The history of Christianity has been riddled with bigotry, but it isn’t the book’s fault. Not the Pentateuch, not the Prophets, not the Gospels, not the Epistles. The problem is, and has always been, the perversion of the text and its meaning by deliberate misinterpretation, and the long-term strategy that has plagued Christian communities of restricting access to the text.
@twodotsknowwhy, while I agree that Christianity has frequently embraced and perpetuated bigotry and oppression, I take umbrage with the idea that Christianity was founded on these things. The Bible doesn’t espouse them. The Apostles railed about bigotry in the early Church on a regular basis - that stuff is in the Bible itself! Are you claiming that Peter, a Jewish man, hated Jews? did the early Church somehow hate Muslims in the first century AD, when Islam didn’t even exist (the prophet Muhammad wasn’t born until the 6th century AD)?
The Church does need to do better. We have taught for centuries things that are not only antithetical to the book we claim to consider holy, but which are offensive on purely secular principles as well. But Christianity is not based on these things. We can choose to practice our religion in a way that respects others, rather than denigrating them.
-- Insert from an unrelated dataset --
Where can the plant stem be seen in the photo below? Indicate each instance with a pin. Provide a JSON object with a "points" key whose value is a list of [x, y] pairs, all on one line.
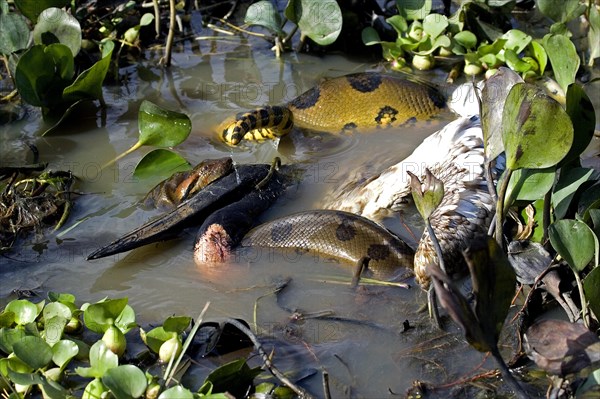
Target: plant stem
{"points": [[500, 206]]}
Obviously I dont think that Christians hated Muslims before the founding of Islam, only that for 2,000 years Christians hated non-Christian groups, including when relevant, Muslims. Use some damn critical thinking.
There is antisemitism in the new testament. Therefore, Christianity was founded on antisemitism. For two thousand years. Christians defined themselves by their hatred of non-Christians. Look at the Crusades for fucks sake.
Are you saying that every single Christian until the mid 20th century wasn’t a real Christians or didnt really understand Christianity? That’s quite a claim.
I’m not trying to make sweeping claims about every single Christian who ever lived. I’m trying to discuss the interpretation of the Bible which has been taught by significant individuals, and which has been used in harmful ways by those individuals. The fact is, we don’t KNOW about the internal experience of every Christian who lived - not even about MOST Christians. We know about what specific, famous, influential Christians did and said.
Some Christian thinkers - admittedly, influential ones - put out harmful interpretations of the Scriptures, which were adopted by some ordinary Christians. Do you have transcripts of every sermon ever preached during the past 2,000 years, to prove they were all based in hate? I don’t. Do you have specific demographics of all the Christians who ever lived, to show they were all bigots? Cause I don’t have those, either, and I’d sure like to see them.
I would also like to note that the Bible, as it exists in the English-speaking world, is a translated work. Some translations of the original have been bigoted. In fact, I would even cede that MOST, if not all, have contained elements of bigotry. However, the content of the translation does not necessarily reflect the content of the original. I don’t claim to fully understand the Bible, but after my own personal study (reaching back about two decades now) I can say with confidence that modern translations are flawed, and that the original text can be extraordinarily opaque.